OPINION:
Uncertainty about the election and recent stock market gains, which were heavily concentrated among Big Tech companies making unnervingly large bets on Artificial Intelligence, caused a great deal of stock market volatility in the last weeks of the campaign.
Steady your nerves. Stocks are reasonably priced and are a good place for ordinary folks’ long-term savings.
The S&P 500 price-earnings ratio is about 29. Over the last 25 years, it has averaged 26; at the last business cycle peak in February 2020, it was 27.
While that’s a bit frothy, American businesses are becoming decidedly more profitable.
Estimates for fourth quarter annual sales and profits growth are 4.8% and 12.7%, and for 2025, 5.7% and 15.1%.
If stock prices stalled, realizing those gains would pull the S&P P-E ratio below historical norms and make many companies’ shares inexpensive.
Goldman Sachs created a stir in October with forecasts based on Nobel Laureate Robert Shiller’s Cyclically Adjusted Price-Earnings ratio (CAPE) that the long-term outlook for stocks is poor. In particular, recent gains were too dependent on the lofty valuations of the Magnificent 7—Alphabet, Amazon, Apple, Meta, Microsoft, Nvidia and Tesla.
CAPE is the ratio of average prices to the inflation-adjusted average earnings for the last 10 years. As of this writing, that figure was about 38, well above the 25-year average of 27.
Ten years is rather arbitrary and doesn’t correspond to the average length of business cycles—the most recent expansion lasted 146 months and was killed by the COVID shutdowns.

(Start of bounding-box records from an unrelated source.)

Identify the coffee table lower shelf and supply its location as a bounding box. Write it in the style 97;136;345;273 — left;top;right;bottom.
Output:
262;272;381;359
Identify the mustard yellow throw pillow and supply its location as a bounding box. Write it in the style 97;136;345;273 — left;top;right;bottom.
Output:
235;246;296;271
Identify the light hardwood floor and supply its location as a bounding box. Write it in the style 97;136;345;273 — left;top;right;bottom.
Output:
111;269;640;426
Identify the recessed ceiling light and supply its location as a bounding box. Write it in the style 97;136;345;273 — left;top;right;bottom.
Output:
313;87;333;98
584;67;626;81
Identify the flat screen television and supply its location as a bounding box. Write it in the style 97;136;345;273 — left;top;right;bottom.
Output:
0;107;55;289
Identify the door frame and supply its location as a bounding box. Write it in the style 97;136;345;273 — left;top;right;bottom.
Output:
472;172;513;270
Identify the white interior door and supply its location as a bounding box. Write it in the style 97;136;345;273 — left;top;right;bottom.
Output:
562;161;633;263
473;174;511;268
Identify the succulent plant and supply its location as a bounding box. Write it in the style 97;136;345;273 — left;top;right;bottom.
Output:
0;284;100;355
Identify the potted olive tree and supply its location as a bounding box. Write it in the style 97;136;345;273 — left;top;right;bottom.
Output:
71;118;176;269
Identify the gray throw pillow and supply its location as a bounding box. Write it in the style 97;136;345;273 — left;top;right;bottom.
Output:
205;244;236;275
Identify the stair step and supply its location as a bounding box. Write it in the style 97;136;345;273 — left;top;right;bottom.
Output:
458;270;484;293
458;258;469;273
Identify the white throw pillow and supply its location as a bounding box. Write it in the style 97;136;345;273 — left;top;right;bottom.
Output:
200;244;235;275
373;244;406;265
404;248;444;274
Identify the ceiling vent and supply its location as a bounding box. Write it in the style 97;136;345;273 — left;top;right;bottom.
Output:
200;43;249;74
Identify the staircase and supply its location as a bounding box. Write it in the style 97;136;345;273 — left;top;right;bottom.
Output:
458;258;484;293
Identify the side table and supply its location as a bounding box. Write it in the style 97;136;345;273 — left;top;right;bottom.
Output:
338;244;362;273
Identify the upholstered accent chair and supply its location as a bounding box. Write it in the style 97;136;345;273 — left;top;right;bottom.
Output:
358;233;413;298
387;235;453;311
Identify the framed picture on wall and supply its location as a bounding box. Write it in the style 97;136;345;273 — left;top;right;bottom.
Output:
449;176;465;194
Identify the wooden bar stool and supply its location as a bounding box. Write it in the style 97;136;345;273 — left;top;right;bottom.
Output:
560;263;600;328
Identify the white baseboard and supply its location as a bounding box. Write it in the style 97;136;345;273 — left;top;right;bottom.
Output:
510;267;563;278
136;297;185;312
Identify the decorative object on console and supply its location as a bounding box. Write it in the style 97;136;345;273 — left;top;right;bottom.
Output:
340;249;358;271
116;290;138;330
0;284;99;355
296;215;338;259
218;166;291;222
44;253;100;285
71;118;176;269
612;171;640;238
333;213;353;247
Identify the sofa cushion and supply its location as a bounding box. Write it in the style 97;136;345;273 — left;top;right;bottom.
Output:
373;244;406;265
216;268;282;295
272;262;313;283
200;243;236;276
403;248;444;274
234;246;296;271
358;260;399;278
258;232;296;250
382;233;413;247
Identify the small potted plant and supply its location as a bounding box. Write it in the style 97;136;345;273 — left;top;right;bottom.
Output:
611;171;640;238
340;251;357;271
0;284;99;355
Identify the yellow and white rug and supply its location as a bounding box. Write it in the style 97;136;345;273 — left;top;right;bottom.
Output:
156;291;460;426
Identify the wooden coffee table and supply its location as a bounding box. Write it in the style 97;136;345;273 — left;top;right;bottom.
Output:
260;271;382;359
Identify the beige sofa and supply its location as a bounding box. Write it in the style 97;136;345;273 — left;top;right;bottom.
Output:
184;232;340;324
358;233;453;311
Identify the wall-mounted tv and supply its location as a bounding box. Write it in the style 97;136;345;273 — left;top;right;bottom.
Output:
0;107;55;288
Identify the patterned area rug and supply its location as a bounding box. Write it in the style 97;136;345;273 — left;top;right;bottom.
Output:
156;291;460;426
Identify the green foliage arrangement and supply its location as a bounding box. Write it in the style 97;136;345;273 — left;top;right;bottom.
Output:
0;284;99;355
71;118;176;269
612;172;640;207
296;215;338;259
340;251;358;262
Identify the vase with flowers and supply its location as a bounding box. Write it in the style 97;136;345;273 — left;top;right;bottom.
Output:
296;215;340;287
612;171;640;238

Profits in the numerator for recent CAPE calculations are depressed by pandemic-period earnings.
The MAG7 accounts for one-third of the S&P500 and about half of this year’s gains in the index through the end of October.
The Goldman Sachs argument centers around the fact that it is difficult for large firms to sustain long-term outsized revenue and earnings growth. They expire the scope for gaining new customers once they dominate markets and then attract competitors and attention from antitrust regulators.

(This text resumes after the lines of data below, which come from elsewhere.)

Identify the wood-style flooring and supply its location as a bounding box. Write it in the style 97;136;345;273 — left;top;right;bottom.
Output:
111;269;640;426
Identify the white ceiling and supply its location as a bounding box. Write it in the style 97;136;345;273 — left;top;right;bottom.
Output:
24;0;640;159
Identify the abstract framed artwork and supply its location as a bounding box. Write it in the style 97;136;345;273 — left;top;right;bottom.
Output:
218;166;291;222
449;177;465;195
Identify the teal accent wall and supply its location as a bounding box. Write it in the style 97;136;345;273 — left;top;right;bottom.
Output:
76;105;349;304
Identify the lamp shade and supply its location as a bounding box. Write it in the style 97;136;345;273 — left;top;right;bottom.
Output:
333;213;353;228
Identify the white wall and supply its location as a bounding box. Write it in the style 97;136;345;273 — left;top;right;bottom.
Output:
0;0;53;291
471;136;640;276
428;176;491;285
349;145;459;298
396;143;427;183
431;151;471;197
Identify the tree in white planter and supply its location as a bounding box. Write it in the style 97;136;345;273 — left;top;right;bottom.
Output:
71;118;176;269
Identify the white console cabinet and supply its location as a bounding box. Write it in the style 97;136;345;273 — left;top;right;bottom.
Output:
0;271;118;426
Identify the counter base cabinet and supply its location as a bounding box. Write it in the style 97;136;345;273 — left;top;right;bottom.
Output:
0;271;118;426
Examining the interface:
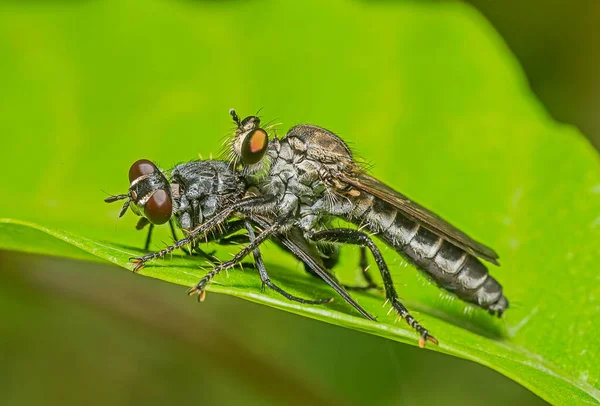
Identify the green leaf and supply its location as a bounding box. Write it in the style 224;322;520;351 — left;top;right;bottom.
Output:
0;0;600;404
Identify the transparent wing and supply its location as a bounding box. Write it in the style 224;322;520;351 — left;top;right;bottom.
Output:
336;170;499;265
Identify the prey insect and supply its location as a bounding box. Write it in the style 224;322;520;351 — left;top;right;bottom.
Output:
223;110;509;346
106;160;373;319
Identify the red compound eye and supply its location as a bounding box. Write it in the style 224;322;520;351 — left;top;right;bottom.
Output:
144;189;173;225
241;128;269;165
129;159;158;183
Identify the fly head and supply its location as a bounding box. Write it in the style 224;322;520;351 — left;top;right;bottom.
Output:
105;159;173;229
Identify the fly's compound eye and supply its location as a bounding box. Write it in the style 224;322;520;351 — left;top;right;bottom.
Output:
241;128;269;165
129;159;158;182
144;189;173;225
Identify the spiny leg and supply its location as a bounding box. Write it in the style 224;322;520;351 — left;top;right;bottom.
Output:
144;223;154;251
188;216;289;301
130;196;274;272
307;228;438;347
169;218;192;255
245;220;333;304
304;244;379;292
350;245;381;291
248;213;375;321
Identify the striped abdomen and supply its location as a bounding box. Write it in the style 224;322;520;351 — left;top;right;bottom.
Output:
350;193;508;314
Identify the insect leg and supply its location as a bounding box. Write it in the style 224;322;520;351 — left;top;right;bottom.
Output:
245;220;333;304
130;196;274;272
144;223;154;251
354;245;380;290
248;213;375;321
188;216;289;300
307;228;438;347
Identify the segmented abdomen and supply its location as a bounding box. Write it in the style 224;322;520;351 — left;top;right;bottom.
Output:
351;194;508;314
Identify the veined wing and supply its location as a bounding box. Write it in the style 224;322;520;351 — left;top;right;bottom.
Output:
336;170;500;265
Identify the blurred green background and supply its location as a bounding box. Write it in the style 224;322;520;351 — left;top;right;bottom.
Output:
0;0;600;405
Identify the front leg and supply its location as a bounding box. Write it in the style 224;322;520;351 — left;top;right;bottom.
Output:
130;196;274;272
188;216;290;301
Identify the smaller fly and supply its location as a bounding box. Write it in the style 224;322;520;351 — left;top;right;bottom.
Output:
105;159;374;320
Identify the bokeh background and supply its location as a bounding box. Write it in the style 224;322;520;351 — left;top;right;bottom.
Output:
0;0;600;405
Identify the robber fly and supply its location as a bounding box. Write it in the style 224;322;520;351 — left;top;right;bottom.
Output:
125;110;508;347
105;159;373;320
223;110;508;346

Nvidia graphics chips, which provide the foundation for its AI chips, are special-purpose semiconductors called graphic Processing Units (GPUs), as opposed to central processing units (CPUs), which are the brains of your personal computer.
AMD is launching its own GPUs to take on Nvidia.

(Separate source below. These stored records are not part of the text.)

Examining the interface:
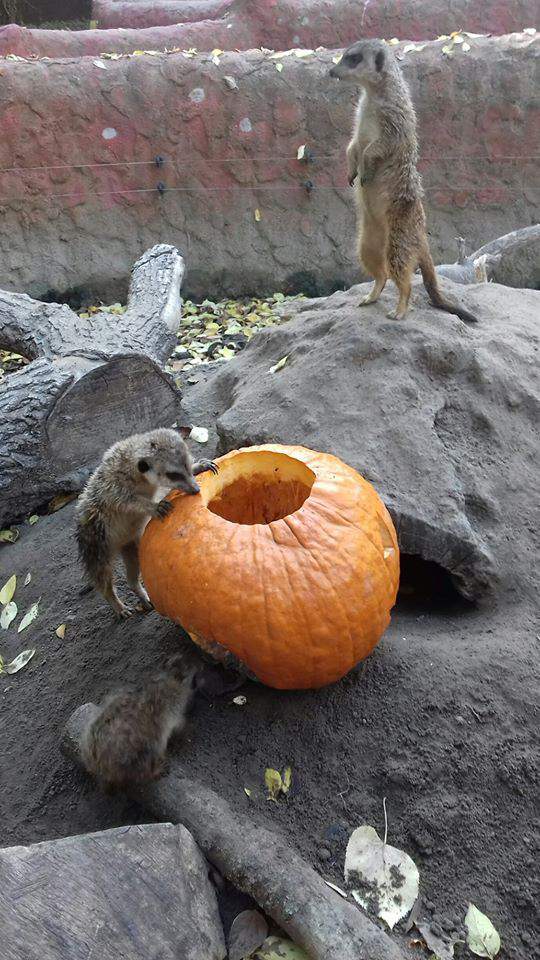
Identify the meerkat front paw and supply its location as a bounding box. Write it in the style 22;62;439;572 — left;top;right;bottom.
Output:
193;460;219;476
152;500;173;520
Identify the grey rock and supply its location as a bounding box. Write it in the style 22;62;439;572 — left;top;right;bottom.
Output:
0;823;226;960
182;280;540;600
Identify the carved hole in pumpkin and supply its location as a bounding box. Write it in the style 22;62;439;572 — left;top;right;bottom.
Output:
207;450;315;524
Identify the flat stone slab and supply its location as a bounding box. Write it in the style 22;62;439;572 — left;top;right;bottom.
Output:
0;823;226;960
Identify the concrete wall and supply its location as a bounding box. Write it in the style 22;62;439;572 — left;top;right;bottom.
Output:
0;0;537;57
0;35;540;300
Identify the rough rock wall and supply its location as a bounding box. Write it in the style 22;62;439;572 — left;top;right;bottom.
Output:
0;34;540;298
90;0;535;36
0;0;537;57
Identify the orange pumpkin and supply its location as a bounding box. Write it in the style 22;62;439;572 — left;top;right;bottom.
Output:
140;444;399;689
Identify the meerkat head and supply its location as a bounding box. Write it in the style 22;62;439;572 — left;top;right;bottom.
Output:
330;40;392;87
136;428;200;493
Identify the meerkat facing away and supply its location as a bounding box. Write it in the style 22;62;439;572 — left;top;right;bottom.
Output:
330;40;477;323
76;428;218;618
81;656;195;790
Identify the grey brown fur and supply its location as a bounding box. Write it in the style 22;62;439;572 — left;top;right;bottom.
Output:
330;40;477;322
81;656;195;789
77;428;217;617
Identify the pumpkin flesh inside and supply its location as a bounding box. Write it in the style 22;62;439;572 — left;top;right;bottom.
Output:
205;452;316;525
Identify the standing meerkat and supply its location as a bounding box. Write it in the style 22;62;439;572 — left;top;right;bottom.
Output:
330;40;477;323
76;428;218;618
81;656;195;790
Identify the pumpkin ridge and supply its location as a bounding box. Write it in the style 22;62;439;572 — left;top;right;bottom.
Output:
274;515;315;683
287;512;354;663
313;498;393;592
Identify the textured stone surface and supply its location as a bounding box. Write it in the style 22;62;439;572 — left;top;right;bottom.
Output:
0;35;540;302
181;280;540;598
0;823;226;960
0;0;536;57
88;0;536;35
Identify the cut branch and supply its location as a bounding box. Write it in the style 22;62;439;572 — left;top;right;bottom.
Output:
63;703;404;960
0;245;187;524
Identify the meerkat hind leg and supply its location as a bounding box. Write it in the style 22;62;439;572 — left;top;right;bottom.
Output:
122;543;153;610
97;568;133;620
358;274;387;307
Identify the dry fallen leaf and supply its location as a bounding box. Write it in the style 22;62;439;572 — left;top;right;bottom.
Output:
0;574;17;606
17;598;41;633
264;767;283;803
465;903;501;960
5;650;36;673
345;824;420;930
0;527;19;543
0;600;18;630
189;427;208;443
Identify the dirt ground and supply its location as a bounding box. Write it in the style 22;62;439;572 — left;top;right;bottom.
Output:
0;484;540;960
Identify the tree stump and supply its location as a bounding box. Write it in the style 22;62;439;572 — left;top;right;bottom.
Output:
0;245;187;524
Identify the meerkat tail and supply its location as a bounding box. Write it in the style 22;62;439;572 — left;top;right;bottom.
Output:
418;250;478;323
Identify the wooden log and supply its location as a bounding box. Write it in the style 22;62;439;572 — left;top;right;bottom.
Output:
0;245;187;524
437;223;540;290
62;703;404;960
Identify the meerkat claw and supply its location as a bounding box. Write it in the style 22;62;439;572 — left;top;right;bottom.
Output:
155;500;173;520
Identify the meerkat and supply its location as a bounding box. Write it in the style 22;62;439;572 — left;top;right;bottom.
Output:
330;40;477;323
76;428;218;618
81;656;196;791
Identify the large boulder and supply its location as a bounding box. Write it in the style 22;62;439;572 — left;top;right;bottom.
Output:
181;280;540;600
0;34;540;302
0;823;226;960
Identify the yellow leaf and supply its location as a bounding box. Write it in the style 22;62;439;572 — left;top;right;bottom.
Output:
0;527;19;543
264;767;283;802
0;574;17;606
281;767;292;793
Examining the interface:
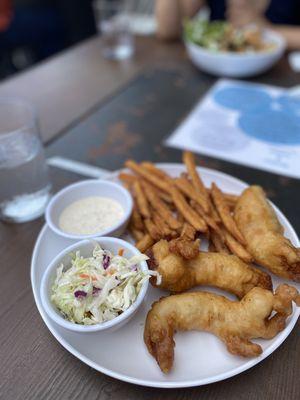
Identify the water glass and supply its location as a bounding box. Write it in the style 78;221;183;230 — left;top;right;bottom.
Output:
0;98;51;222
94;0;134;60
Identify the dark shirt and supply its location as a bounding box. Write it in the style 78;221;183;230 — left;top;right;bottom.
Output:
207;0;300;25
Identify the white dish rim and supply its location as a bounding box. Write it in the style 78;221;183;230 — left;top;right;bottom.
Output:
30;163;300;389
40;236;149;333
45;179;133;241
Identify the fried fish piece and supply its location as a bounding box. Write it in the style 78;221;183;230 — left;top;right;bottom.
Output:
234;186;300;282
144;284;300;373
147;240;272;298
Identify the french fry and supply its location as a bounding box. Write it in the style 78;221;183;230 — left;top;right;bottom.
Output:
183;151;210;213
191;200;224;242
210;230;229;254
174;176;207;209
210;201;222;224
130;204;145;231
125;160;171;193
208;240;217;253
180;222;196;240
152;212;178;239
207;188;239;210
118;172;137;187
211;183;245;244
142;181;182;229
133;180;151;218
135;234;154;253
224;229;253;263
144;218;163;241
171;186;207;232
141;161;170;181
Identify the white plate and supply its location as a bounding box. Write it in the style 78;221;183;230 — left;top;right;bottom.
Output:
31;164;300;388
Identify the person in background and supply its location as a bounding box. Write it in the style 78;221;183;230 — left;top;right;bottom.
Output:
0;0;96;77
155;0;300;50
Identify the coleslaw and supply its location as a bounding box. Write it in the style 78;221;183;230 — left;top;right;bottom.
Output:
51;244;160;325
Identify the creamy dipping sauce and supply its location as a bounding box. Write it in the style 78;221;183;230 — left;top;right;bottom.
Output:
58;196;124;235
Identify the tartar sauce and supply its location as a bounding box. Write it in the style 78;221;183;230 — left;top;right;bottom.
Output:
59;196;124;235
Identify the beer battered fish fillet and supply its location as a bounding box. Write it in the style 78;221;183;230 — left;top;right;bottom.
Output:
144;284;300;373
147;240;272;298
234;186;300;282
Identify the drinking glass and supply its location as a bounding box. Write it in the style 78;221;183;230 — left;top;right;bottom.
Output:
0;98;51;222
94;0;134;60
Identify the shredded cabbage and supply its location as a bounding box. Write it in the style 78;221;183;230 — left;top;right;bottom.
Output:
51;244;160;325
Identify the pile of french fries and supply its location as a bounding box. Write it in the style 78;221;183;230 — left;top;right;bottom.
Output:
119;151;252;262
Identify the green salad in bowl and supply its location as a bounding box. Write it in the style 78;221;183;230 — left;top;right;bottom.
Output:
184;19;274;53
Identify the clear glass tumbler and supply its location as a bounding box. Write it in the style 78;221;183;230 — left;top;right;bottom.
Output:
94;0;134;60
0;99;51;222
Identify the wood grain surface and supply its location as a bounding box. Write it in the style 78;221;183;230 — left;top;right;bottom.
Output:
0;38;300;400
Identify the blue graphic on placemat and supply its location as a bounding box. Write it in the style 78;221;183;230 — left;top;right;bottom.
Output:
213;85;300;145
213;86;272;112
277;96;300;118
238;109;300;145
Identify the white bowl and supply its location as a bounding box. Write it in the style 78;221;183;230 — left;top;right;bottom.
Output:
185;30;286;78
40;237;149;332
45;179;133;240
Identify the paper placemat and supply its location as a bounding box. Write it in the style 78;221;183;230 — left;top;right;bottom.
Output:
165;79;300;178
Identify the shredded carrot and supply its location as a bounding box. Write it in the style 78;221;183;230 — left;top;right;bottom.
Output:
79;274;97;281
118;249;124;257
106;268;116;275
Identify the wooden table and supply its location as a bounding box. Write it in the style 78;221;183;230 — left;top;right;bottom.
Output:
0;38;300;400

Broadcom is the largest designer of application-specific processors and is teaming up with OpenAI to develop a specialized chip that performs inference functions—the running of AI agents trained for specific tasks.
None of those companies are among the MAG7. The salient point is that the technologies that power AI will create stronger growth and opportunities for others.
In the technology space, the companies to watch are those developing AI agents—specialized programs that can perform, for example, the functions of a travel agent or load and grid management for electric utilities.
Salesforce and Adobe are well familiar with such business applications. These are companies to watch, as are dozens of startups in the hands of entrepreneurs who have not yet hit our radar screens.
In all this, we should ask what the potential is for broader GDP growth and new profitable firms across the economy.
Since 2016, the U.S. economy has grown at 2.5% annually, well above the 1.8% long-term pace assumed by the Congressional Budget Office and Federal Reserve policymakers.
Spending on AI equipment and services is estimated to rise from $185 billion last year to about $900 billion in 2027 and increase labor productivity by perhaps one percentage point a year.
Many jobs will be created and destroyed, but the economy is poised for a growth trajectory closer to 3% than 2%, and it won’t just be companies we know.
Only 51 of the companies on the Fortune 500 list in 1955 remained on that list every year since—where were the MAG7 then?
Goldman Sachs analysis shows a higher expected return for 10-year Treasury securities than stocks.
In September 2021, CAPE computations were throwing off similarly bearish signals for stocks.
Since that time, the S&P500 has gained more than 25%.
Over the last 25 years, the average returns on the S&P500, 10-year Treasuries and real estate (single-family dwellings), have been 9.1%, 3.8% and 5.2%.
If you think you can pick the next Nvidia, have a look at it, but history teaches unicorns are tough to spot before their horn emerges.
My advice remains the same: Until you get close to retirement or need your capital for other purposes—like children’s tuition—it’s best not to overinvest in housing. Keep enough to tide you over emergencies in a money market and staggered maturity fixed income assets like Treasuries and CDs, and invest the rest in a diversified portfolio or index fund—especially IRAs and similar tax-sheltered accounts.
• Peter Morici is an economist and emeritus business professor at the University of Maryland, and a national columnist.